Meta
- There are no hard problems. There is just lack of information about how the system works
- Remember that the bug is happening for a logical reason
- Be unreasonably confident in your ability to fix the bug
- Every error is an opportunity to learn
- Be aware of the imposter syndrome
- Get enough sleep and take breaks
- Try to tackle hard problems in the morning with a fresh mind and without disruption (before you check mails, chat, ticket system, monitoring, …)
Finding the root cause of the problem
- What’s the error message? Are there any log files?
- Read the error description. Every word of it. Twice.
- Is there a typo somewhere (command line/configuration/code)?
- Try to get the issue reproducible
- Can you reproduce it from the command line?

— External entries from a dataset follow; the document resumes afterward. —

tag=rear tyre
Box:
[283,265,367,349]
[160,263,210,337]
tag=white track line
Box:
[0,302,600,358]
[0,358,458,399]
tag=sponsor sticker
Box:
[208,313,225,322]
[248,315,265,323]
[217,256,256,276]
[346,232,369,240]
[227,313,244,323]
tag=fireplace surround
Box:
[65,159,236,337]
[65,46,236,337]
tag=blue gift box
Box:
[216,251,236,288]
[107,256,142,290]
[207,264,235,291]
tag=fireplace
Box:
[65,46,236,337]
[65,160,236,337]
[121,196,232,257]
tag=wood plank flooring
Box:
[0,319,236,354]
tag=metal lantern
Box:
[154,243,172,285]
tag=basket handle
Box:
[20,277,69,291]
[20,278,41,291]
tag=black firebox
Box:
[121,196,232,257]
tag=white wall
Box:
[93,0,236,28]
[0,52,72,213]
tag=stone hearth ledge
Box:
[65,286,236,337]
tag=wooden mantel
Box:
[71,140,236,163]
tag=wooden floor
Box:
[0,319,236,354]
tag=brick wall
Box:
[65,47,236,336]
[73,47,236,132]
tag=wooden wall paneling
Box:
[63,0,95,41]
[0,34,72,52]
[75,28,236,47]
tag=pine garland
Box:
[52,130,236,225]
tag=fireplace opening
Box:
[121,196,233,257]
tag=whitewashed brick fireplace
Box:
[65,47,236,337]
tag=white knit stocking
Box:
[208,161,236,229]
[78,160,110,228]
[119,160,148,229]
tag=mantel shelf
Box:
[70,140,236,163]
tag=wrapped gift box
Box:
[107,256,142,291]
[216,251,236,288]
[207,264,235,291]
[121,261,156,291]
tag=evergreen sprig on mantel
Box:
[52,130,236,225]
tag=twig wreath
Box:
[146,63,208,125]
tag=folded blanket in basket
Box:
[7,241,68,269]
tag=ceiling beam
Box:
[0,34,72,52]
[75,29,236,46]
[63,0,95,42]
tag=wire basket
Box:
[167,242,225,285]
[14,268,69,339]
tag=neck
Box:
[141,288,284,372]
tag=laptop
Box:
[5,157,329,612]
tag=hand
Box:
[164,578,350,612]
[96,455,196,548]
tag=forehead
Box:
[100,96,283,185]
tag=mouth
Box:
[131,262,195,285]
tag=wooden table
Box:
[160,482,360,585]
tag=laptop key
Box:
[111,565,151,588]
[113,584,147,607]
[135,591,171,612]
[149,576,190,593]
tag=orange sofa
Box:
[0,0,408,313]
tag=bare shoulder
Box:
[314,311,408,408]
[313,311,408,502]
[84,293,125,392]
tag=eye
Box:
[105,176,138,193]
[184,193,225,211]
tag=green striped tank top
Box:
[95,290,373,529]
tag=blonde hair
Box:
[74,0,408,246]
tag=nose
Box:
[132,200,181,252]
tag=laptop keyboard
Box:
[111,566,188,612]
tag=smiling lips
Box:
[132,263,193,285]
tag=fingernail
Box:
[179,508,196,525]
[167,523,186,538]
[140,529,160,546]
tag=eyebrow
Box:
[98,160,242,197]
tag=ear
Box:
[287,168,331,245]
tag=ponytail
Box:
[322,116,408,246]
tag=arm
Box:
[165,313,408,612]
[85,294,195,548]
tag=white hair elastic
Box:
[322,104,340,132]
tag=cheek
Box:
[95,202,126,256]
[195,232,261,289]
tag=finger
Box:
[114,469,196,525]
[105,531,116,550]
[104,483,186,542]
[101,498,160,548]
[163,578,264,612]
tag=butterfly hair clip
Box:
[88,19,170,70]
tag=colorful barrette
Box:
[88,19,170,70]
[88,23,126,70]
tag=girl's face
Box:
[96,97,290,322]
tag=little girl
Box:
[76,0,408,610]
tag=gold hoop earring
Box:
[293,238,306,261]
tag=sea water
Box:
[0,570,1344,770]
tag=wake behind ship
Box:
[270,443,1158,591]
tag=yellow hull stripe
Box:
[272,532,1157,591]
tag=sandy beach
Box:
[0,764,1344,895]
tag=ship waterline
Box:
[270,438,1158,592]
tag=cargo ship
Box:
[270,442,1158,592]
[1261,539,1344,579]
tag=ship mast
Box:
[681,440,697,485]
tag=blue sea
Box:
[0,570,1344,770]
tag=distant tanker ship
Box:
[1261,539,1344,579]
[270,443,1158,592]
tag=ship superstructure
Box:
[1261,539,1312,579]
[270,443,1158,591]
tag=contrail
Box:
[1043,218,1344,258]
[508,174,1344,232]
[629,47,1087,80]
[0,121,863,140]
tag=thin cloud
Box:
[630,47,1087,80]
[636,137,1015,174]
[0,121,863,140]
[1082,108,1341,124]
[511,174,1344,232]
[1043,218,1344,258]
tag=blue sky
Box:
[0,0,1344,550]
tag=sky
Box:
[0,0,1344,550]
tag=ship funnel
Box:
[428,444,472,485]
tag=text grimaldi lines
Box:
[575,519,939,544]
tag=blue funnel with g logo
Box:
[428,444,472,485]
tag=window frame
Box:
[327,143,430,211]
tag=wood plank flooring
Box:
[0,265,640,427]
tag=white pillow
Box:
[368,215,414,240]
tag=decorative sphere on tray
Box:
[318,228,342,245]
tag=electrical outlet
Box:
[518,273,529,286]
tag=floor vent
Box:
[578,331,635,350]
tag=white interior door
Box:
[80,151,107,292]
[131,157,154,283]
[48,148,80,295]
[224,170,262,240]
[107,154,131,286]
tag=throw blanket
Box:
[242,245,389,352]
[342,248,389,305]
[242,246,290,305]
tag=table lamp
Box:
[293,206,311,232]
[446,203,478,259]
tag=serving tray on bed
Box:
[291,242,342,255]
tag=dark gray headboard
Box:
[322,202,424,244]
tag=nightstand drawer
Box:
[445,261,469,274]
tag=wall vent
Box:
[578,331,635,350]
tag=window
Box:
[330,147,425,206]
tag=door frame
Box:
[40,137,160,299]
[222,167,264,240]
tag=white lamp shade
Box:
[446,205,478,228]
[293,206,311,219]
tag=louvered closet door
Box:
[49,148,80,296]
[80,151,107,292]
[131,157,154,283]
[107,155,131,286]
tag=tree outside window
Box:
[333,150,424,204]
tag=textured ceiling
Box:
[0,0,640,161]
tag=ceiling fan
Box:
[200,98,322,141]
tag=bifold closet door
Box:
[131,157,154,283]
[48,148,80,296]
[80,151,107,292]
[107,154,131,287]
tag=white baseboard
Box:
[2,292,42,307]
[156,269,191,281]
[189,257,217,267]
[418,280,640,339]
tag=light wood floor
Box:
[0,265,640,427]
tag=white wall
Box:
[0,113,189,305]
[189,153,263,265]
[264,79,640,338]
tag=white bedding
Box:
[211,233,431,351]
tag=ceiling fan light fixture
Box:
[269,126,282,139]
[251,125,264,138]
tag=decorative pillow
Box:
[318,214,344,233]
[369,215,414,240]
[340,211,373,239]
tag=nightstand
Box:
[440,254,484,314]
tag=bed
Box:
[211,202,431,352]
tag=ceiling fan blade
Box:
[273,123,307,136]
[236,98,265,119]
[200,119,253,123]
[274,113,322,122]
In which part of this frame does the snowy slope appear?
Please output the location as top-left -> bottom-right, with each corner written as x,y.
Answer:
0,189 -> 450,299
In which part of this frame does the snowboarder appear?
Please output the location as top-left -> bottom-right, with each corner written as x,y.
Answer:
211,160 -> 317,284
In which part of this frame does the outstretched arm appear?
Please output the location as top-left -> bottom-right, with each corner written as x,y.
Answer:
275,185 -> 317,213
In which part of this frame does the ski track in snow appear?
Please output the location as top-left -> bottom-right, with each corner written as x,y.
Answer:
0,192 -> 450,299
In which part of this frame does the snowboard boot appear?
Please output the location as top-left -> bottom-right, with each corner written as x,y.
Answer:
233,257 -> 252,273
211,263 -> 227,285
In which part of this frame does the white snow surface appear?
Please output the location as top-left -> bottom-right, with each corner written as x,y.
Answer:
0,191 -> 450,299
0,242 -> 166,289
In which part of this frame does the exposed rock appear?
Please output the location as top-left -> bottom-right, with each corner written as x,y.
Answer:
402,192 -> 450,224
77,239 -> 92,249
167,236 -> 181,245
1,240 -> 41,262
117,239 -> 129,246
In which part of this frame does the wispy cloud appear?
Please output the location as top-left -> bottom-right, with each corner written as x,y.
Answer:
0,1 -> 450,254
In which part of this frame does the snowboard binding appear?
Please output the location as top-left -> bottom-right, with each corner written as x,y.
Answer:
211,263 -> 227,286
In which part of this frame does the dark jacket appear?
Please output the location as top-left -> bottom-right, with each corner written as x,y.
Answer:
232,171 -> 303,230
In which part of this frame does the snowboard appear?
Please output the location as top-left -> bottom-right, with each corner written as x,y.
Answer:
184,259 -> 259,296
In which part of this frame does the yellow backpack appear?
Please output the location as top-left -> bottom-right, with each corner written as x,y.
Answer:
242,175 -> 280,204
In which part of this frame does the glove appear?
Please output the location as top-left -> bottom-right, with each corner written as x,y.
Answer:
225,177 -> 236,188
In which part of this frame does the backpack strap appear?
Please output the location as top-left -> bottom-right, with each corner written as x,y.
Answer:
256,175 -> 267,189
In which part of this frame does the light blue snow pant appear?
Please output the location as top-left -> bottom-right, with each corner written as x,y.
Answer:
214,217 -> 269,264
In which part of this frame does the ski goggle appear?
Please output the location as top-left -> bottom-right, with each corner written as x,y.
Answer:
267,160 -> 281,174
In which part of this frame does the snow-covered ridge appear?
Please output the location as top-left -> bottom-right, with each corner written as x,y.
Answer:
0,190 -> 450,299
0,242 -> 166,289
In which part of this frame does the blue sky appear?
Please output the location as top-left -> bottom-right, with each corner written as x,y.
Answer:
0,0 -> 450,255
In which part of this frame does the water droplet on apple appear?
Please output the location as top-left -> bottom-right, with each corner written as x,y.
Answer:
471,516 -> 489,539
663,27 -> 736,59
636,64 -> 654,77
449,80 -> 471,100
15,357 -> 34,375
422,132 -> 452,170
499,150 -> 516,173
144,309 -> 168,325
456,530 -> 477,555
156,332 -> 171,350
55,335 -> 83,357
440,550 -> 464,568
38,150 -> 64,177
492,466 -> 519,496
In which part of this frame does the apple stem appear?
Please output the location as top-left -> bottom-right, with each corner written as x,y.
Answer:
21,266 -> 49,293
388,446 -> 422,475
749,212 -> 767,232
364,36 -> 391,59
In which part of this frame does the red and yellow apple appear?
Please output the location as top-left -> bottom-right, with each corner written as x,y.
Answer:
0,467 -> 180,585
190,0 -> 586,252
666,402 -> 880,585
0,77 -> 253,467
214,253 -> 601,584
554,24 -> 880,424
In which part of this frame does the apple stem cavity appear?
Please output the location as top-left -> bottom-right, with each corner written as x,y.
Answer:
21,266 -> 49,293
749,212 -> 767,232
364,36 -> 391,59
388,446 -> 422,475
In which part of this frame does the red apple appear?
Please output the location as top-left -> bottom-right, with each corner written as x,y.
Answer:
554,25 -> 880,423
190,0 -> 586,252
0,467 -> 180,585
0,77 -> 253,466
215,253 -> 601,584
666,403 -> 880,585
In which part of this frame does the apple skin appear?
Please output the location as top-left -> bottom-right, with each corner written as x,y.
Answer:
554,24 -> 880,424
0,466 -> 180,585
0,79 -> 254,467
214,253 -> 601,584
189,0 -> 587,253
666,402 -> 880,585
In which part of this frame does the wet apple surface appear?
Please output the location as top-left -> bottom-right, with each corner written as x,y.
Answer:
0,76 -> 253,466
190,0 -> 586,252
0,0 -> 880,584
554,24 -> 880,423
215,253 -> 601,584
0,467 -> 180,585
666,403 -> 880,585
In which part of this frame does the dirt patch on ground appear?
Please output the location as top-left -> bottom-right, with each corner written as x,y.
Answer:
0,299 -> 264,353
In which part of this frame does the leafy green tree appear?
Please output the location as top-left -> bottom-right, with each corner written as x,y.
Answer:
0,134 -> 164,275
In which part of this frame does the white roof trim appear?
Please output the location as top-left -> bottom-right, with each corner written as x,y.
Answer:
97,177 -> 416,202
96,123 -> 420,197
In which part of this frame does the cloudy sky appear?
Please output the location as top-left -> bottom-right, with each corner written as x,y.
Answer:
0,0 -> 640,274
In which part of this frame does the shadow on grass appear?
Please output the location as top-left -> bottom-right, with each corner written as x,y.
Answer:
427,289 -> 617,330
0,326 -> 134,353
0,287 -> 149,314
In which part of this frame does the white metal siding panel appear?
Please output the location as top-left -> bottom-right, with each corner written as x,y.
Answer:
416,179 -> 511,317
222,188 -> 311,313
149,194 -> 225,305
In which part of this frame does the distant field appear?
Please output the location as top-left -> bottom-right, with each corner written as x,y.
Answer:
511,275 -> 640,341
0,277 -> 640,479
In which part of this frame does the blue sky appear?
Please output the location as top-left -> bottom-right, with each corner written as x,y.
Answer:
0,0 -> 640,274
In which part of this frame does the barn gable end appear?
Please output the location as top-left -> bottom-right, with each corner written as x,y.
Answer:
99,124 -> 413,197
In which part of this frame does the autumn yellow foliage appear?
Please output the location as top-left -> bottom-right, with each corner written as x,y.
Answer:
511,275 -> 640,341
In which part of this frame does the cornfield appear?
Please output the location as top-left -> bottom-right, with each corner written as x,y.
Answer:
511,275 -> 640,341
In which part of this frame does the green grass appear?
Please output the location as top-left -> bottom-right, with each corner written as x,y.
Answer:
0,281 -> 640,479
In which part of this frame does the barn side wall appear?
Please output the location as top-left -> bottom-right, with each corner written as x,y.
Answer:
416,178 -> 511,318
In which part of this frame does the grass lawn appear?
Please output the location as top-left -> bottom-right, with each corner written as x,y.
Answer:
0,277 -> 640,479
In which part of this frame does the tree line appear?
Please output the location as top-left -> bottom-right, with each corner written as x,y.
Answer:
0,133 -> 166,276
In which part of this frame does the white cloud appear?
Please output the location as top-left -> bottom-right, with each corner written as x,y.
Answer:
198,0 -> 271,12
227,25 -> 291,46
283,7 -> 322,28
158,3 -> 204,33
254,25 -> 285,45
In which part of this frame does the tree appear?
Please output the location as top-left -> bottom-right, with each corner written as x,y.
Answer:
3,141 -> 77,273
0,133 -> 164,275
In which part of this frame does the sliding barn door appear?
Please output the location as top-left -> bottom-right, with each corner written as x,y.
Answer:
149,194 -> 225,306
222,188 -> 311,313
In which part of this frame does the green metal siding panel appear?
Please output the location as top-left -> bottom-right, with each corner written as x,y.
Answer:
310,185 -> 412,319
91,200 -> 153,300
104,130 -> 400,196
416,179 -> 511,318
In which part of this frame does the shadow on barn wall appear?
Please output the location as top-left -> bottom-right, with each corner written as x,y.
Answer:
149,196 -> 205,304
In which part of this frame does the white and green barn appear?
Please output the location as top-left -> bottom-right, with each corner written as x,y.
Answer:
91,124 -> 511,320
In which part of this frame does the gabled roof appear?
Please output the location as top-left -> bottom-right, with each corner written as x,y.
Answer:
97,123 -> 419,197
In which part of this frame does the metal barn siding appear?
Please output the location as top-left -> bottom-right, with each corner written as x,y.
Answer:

- It’s easier for other people to reproduce the issue
- It’s easier to test the fix
- Can you reproduce it from the command line?
- Isolate the problem
- Remove some parts of the system and try to reproduce the bug
- Vary one thing at a time while keeping all other things constant
Issue still not fixed? Checklist
- Does the problem occur only on a single server? The same thing runs flawless somewhere else?
- What’s the difference? Compare!
- Can you increase the debug log?
- What parts of the system do you not understand? Take your time and learn about it!
- Do you have multiple issues? Try to solve the underlying issue first
- Get a stable debugging environment
- When did the problem occur first? What has changed?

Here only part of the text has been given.